The presence of both optional processing stages increases processing time for all Exptress Entry streams and the security screening stage affects much more than the additional documents request stage.

However as we can see on the right plot the impact of the security screening is bigger for Provincial Nominee Program (PNP) cases especially for the cases applied from inside Canada.

In [52]:
# create two plot to analyze how the combinations of the countries of nationality and 
# the presence of optional processing stages can affect processing time
plt.figure(figsize = [20, 7])

# processing time for the combinations of countries of nationality and additional documents request stage
plt.subplot(1, 2, 1)
stream_n_ad = sb.boxenplot(data = complete_cases, y = 'processing_days', x = 'stream', hue =
              'add_docs_request', palette = 'Greens', order = ['FSW-Outland', 'FSW-Inland', 'CEC',
                                                               'PNP-Outland', 'PNP-Inland'])

plt.title(
    '\nProcessing Time for Cases of Different Streams\nwith and without Additional Documents Request\n')

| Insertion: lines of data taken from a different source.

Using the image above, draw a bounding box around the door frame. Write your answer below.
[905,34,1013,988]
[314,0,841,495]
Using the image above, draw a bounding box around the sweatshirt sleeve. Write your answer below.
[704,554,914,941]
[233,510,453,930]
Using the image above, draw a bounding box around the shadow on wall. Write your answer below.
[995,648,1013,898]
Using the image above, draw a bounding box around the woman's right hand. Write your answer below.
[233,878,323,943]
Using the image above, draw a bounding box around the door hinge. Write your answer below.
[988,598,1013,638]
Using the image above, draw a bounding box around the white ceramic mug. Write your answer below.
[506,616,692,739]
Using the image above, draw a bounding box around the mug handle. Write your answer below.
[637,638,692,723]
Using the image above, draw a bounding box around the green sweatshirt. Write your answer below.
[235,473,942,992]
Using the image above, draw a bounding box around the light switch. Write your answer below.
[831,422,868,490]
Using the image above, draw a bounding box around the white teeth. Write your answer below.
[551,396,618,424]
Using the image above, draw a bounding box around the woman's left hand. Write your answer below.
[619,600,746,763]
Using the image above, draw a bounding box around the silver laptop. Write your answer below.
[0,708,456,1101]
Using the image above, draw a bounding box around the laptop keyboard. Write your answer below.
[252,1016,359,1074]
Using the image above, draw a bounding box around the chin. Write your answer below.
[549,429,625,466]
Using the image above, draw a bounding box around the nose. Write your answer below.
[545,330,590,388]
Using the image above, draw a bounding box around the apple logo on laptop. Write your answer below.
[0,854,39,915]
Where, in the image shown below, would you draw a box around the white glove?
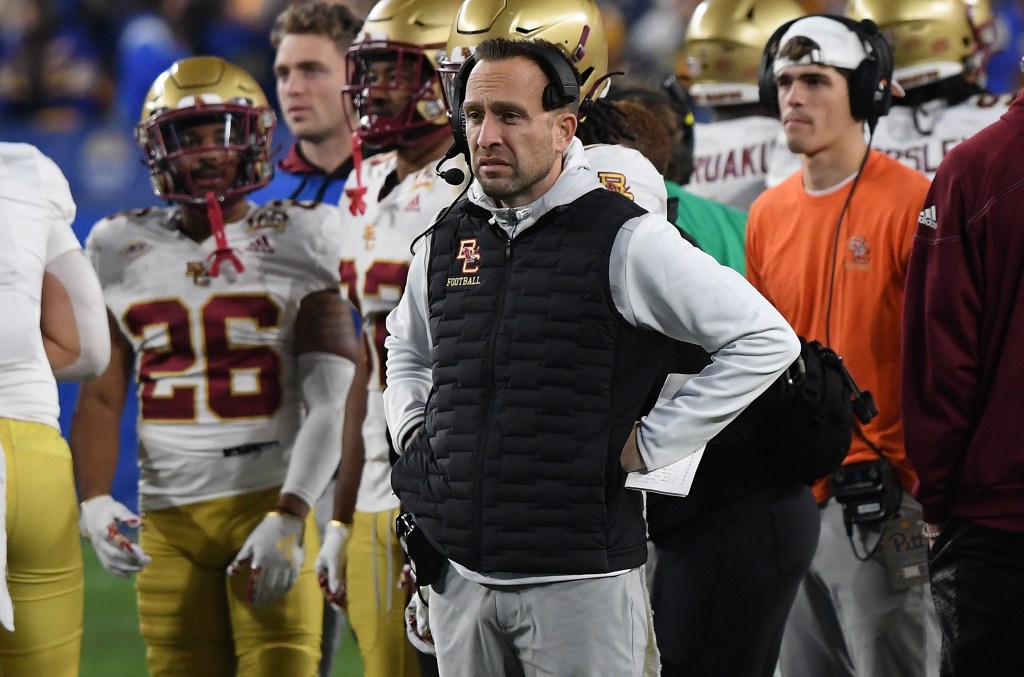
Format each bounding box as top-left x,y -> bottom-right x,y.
227,512 -> 305,606
78,494 -> 153,579
313,519 -> 351,609
406,586 -> 436,655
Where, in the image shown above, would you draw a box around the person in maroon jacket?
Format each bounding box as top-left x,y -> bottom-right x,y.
902,91 -> 1024,677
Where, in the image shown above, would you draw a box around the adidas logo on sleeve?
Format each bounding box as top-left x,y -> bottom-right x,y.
918,205 -> 939,228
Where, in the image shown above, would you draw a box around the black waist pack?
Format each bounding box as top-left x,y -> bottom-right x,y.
771,338 -> 879,484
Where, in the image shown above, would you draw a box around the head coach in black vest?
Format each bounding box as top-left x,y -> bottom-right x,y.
384,39 -> 799,676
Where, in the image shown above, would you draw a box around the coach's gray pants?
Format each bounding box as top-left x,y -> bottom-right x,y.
430,566 -> 647,677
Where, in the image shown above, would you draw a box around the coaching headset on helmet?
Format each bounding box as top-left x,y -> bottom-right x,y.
758,14 -> 903,130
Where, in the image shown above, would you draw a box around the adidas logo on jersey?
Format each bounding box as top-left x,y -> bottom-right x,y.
918,205 -> 939,228
246,236 -> 273,254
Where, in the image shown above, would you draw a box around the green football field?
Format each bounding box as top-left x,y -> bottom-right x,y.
81,542 -> 362,677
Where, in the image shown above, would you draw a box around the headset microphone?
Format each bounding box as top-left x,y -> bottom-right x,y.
434,143 -> 466,185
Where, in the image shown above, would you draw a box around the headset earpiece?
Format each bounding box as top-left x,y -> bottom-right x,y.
758,14 -> 893,129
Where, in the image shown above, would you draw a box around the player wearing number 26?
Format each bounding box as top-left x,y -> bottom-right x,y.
72,56 -> 360,677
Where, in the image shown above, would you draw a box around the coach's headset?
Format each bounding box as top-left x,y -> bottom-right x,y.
436,40 -> 580,185
758,14 -> 893,131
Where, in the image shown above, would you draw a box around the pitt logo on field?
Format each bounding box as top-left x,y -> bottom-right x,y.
455,238 -> 480,276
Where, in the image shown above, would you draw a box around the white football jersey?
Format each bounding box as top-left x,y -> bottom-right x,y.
584,143 -> 669,218
768,93 -> 1014,185
86,202 -> 341,508
686,116 -> 782,212
340,152 -> 468,512
0,142 -> 81,429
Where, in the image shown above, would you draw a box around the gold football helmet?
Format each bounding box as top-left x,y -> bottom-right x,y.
846,0 -> 978,89
441,0 -> 609,102
345,0 -> 462,146
135,56 -> 276,204
683,0 -> 806,107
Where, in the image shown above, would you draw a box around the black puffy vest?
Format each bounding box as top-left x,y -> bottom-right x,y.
392,189 -> 667,575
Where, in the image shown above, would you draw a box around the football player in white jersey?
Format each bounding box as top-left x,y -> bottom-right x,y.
441,0 -> 669,217
0,142 -> 112,677
768,0 -> 1003,185
72,56 -> 361,677
683,0 -> 805,212
317,0 -> 468,677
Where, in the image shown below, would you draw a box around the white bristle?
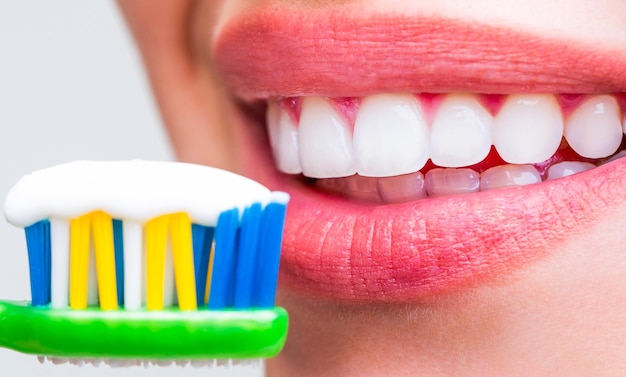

plt.ylabel('Processing Time in Days\n')
plt.xlabel('\nExpress Entry Streams')
stream_n_ad.get_legend().set_title('Additional Documents Request')

# processing time for the combinations of countries of nationality and security screening stage
plt.subplot(1, 2, 2)
stream_n_ss = sb.boxenplot(data = complete_cases, y = 'processing_days', x = 'stream', hue =
              'security_screening', palette = 'Greens', order = ['FSW-Outland', 'FSW-Inland', 'CEC',
                                                               'PNP-Outland', 'PNP-Inland'])

plt.title(
    '\nProcessing Time for Cases of Different Streams\nwith and without Security Screening Stage\n')

plt.ylabel('Processing Time in Days\n')
plt.xlabel('\nExpress Entry Streams')
stream_n_ss.get_legend().set_title('Security Screening')


plt.show()

Summary

Not all applications case features have noticeable effect on processing time. The most crucial factors as the investigation showed are:

  • the presence of optional processing stages: additional documents request and security screening (the combination of them maximizes processing time);

  • the citizenship or residence in Iran, Iraq, Lebanon, Palestine, Syrian Arab Republic, Jordan, Libya;

  • immigration to Canada through Provincial Nominee Program especially if the future immigrant applies from inside Canada.